Она сейчас же ответила:
— Его зовут Семеном Афанасьевичем, вот на Кавказе именно тогда только мы и начали с ним знакомство…
В этот самый момент дверь вдруг без всякого предупреждения отворилась и вошел бухгалтер в совершенно мокром плаще. Оказалось, он еще утром приехал и целый день сидел и разбирал путаное дело Дальрыбы. Так все счастливо кончилось, и третью ночь свою в Посьете я ночевал, чувствуя всем своим существом, что «природа» и тут от меня не ушла.
Остров Фуругельма
До появления песцов остров Фуругельма был девственной пустыней, населенной несметными стаями морских чаек, бакланов, чистиков, каменушек и других морских птиц. Остров небольшой, мне думается, что по тихому морю на лодке его можно объехать кругом с утра до обеда (триста га, длина береговой линии три километра). От места нынешнего питомника голубых песцов, лежащего в полгоры у центрального ручья над северной бухтой, в полчаса можно подняться на высшую точку гор, откуда в хорошую погоду можно высмотреть Корею и, само собой, очень близок Китай. До появления голубых песцов на острове было так много птиц, что если бы поднять на воздух во время злейшего тайфуна один только какой-нибудь птичий базар, хотя бы, например, с мыса Кесаря, то крики птиц совершенно заглушили бы удары Японского моря о скалы. Сам я видел целую скалу, обвитую красными и белыми розами (Rosa rugosa и Rosa multiflora), слышал от людей, что весной даже с моря скалы кажутся розовыми от цветущих азалий. Осенью пауки до того заткут кусты паутиной, что приходится с палкой ходить и расчищать себе путь, иначе паутина залепит глаза. Как же много, судя по этим паукам, тут насекомых, сколько летающей жизни, но гнуса нет, очень редко пропищит комар. В летнее время ночью весь остров в огне от летающих светлячков. Что же еще? Есть на острове безобидный японский уж, огромный полоз Шренка и очень редко попадается щитомордник, змея довольно ядовитая, но во всяком случае не в той степени, как родственница ее — змея гремучая. Да, нужно долго искать случая, чтобы встретить змею, а цветы видишь постоянно, и, говорят, до вторжения песцов птиц было столько, что именно их-то и надо было вместе с цветами считать хозяевами острова.
Пришел август рокового для птиц 1929 года, когда люди решили всей этой жизни дать свое направление. Вскоре после этого, именно 1 сентября, с острова Сахалина прибыла первая партия песцов в двадцать три головы. Следующая партия с Командорских островов была привезена 28 ноября в составе десяти самцов и десяти самок, и, наконец, 7 февраля 1930 года привезли еще одного самца и шесть самок. Всего было завезено 23 самца и 27 самок.

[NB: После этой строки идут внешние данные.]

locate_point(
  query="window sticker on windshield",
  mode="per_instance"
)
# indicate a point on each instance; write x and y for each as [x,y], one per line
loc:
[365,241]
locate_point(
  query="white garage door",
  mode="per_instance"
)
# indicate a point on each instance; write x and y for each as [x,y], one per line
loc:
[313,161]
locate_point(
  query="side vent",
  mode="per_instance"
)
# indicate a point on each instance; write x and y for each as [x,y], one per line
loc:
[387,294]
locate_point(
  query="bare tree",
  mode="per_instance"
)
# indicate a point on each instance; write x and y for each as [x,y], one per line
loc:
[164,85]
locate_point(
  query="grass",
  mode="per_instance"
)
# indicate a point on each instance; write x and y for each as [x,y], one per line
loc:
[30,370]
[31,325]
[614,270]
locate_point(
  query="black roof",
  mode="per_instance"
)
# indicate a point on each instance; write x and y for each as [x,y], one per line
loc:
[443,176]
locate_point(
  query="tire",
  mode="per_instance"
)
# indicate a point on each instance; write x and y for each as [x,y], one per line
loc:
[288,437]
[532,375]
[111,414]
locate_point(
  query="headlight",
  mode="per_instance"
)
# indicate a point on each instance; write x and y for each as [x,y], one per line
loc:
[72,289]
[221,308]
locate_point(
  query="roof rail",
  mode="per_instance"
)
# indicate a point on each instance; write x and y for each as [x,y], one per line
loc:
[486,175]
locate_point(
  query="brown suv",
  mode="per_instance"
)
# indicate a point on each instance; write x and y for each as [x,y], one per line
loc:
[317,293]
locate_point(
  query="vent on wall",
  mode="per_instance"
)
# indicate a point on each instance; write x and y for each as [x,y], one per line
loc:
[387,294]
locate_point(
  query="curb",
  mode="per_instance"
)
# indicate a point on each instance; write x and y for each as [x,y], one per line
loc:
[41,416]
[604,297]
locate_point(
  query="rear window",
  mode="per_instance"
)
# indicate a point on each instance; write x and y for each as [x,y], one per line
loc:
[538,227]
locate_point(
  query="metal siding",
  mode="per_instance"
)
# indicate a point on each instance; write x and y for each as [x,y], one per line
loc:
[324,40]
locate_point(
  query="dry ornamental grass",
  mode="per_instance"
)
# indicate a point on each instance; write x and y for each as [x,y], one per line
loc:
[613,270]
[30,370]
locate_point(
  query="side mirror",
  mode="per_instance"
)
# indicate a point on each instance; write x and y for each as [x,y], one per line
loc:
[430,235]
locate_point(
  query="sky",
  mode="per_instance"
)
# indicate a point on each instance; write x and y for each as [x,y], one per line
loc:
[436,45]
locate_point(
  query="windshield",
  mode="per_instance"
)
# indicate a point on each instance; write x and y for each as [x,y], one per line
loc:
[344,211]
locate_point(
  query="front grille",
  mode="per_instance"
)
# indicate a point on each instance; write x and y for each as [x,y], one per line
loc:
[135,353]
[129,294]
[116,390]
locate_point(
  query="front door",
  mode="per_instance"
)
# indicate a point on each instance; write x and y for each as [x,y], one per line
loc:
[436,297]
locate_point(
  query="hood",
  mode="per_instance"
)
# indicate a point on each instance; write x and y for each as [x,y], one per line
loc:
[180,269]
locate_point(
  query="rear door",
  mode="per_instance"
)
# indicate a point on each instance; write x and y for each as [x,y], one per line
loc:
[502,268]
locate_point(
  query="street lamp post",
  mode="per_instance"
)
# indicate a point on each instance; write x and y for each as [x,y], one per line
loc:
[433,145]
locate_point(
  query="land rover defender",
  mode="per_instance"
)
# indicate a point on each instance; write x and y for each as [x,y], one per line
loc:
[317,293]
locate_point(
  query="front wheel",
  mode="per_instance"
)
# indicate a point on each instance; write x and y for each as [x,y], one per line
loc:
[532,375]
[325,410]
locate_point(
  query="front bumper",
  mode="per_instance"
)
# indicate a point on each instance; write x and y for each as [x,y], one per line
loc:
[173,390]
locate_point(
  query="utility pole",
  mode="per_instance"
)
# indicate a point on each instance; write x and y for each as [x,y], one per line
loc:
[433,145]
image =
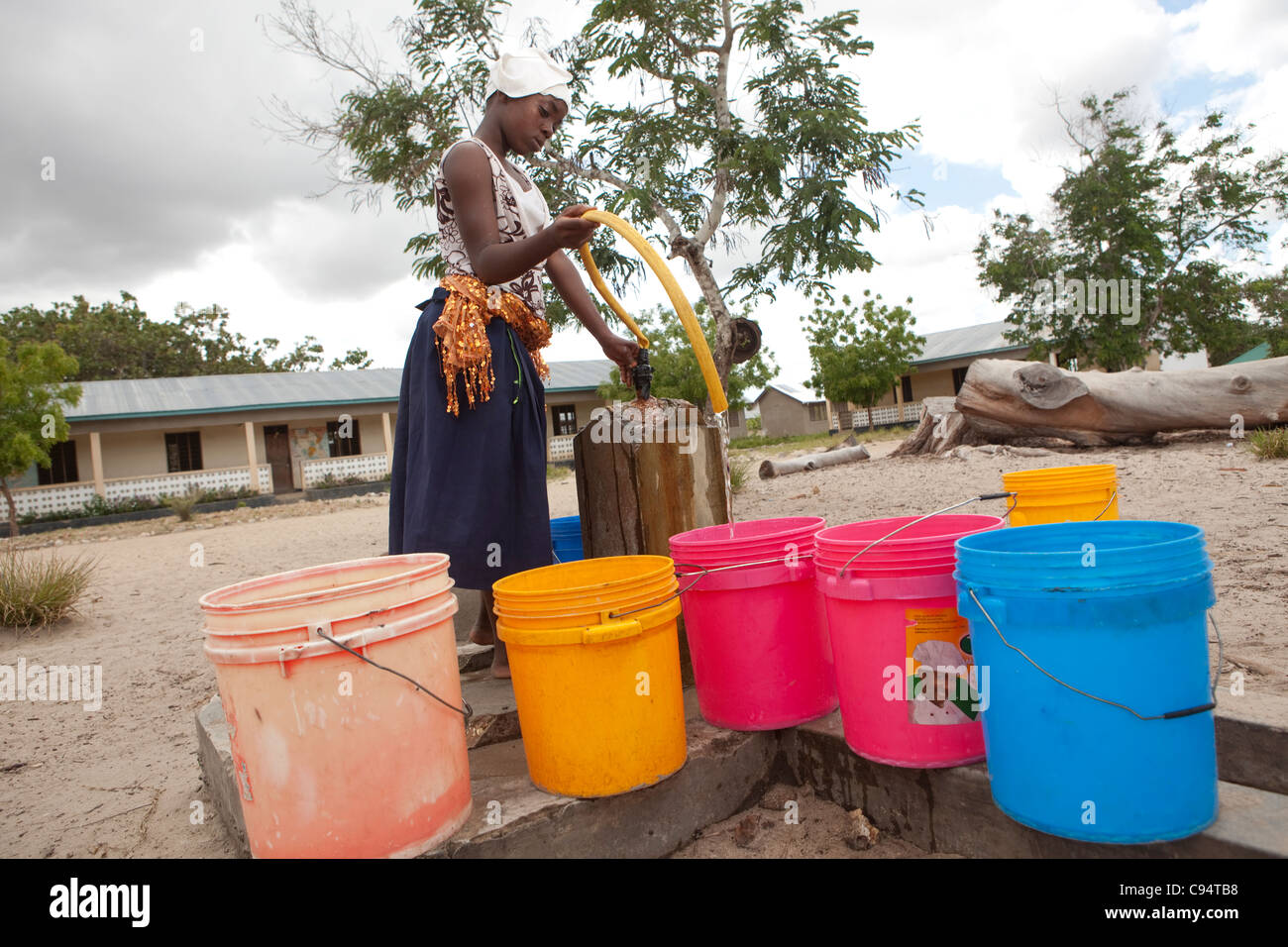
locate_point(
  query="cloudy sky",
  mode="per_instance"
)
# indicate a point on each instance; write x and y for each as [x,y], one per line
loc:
[134,155]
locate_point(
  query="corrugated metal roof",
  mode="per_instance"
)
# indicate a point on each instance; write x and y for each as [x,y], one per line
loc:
[969,341]
[214,393]
[1254,355]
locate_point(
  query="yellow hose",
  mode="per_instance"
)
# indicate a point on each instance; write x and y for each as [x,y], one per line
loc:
[719,403]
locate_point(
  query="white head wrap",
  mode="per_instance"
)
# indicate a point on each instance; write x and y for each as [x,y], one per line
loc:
[528,72]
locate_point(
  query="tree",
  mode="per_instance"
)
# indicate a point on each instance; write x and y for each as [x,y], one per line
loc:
[698,157]
[1127,264]
[117,341]
[858,359]
[33,393]
[675,368]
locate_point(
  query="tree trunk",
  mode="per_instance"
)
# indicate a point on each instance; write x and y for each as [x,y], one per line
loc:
[636,489]
[13,506]
[814,462]
[1006,398]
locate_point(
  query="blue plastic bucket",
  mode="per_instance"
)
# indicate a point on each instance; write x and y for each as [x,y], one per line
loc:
[566,539]
[1117,609]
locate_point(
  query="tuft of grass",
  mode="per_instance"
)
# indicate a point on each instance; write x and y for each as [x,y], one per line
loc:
[1269,444]
[739,474]
[39,590]
[181,504]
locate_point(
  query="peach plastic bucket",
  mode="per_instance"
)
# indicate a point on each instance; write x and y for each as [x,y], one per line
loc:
[335,758]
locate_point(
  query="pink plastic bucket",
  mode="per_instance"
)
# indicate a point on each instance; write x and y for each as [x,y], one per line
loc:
[758,635]
[903,655]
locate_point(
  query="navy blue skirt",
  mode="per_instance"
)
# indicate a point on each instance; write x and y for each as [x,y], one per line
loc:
[472,486]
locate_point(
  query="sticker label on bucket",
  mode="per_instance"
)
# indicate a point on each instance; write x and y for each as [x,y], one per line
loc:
[940,673]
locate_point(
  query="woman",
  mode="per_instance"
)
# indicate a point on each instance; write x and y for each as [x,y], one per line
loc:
[469,474]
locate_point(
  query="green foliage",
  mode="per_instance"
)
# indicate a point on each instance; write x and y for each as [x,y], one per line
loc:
[38,590]
[1142,209]
[1269,444]
[33,392]
[675,367]
[678,158]
[117,341]
[858,356]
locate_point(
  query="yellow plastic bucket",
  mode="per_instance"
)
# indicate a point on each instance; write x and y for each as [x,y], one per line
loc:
[1063,493]
[597,692]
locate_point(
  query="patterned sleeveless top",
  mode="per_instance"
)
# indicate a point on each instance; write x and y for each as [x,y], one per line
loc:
[509,223]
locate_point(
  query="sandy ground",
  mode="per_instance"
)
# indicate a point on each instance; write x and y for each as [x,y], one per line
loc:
[124,780]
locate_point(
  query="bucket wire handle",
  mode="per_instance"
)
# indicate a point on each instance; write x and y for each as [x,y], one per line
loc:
[468,711]
[945,509]
[657,604]
[1168,715]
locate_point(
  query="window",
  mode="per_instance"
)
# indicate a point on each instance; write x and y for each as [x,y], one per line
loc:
[343,446]
[183,451]
[62,466]
[565,418]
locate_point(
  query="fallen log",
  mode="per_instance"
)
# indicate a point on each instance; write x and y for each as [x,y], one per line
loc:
[1005,398]
[814,462]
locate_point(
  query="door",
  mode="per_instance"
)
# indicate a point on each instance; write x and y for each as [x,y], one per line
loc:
[277,449]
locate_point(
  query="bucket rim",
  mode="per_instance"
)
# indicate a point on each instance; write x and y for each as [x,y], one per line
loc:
[581,604]
[907,543]
[318,647]
[591,634]
[1076,474]
[1185,534]
[428,566]
[235,635]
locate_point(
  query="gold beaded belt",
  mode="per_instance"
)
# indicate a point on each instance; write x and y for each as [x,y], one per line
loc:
[463,344]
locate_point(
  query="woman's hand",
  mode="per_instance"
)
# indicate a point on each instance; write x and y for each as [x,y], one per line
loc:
[571,228]
[625,352]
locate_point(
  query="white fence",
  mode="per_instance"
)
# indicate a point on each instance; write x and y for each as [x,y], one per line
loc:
[369,467]
[71,497]
[561,447]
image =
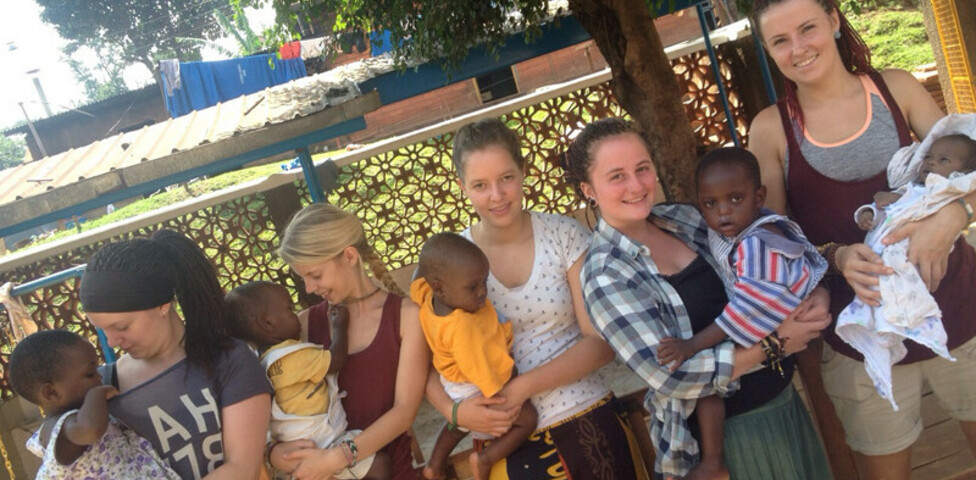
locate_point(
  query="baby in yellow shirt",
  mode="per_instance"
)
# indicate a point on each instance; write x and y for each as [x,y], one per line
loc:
[303,375]
[470,344]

Красивые слова «голубые песцы» относятся собственно к выделанному прекрасному меху, но сам зверь песец сумеречное существо, подозрительное, недоверчивое. Он имеет обличье маленького медведя, но совершенно без тех прекрасных черточек в медвежьем характере, отвечающих величине и силе Михаила Иваныча. Вероятно, скудная северная родина научила песца делать огромные пищевые запасы, грабить и воровать все, что только попадется под лапу, даже и вовсе ненужное. Днем и ночью он видит все своими маленькими неприятными желтыми глазками и, увидев, сейчас же стремится превратить в свою собственность. Мы употребляем это понятие — собственность — в полном его смысле, потому что у песцов не только свои отдельные склады пищи обращены в собственность, а целые значительного размера площади земли строжайшим образом охраняются на границах от вторжения других песцов. Конечно, надо иметь за собой целую большую историю человечества и в процессе этой истории осудить воровство, чтобы высказать мысль: «Собственность есть воровство». Если мы соберем все характерные поступки песца и постигнем основные пружины его существа, то, мне кажется, это будет вполне верно, если сказать, что песец всем своим видом без слов красноречиво говорит о себе на каждом шагу: благословенная способность к воровству является ключом к благополучию собственности.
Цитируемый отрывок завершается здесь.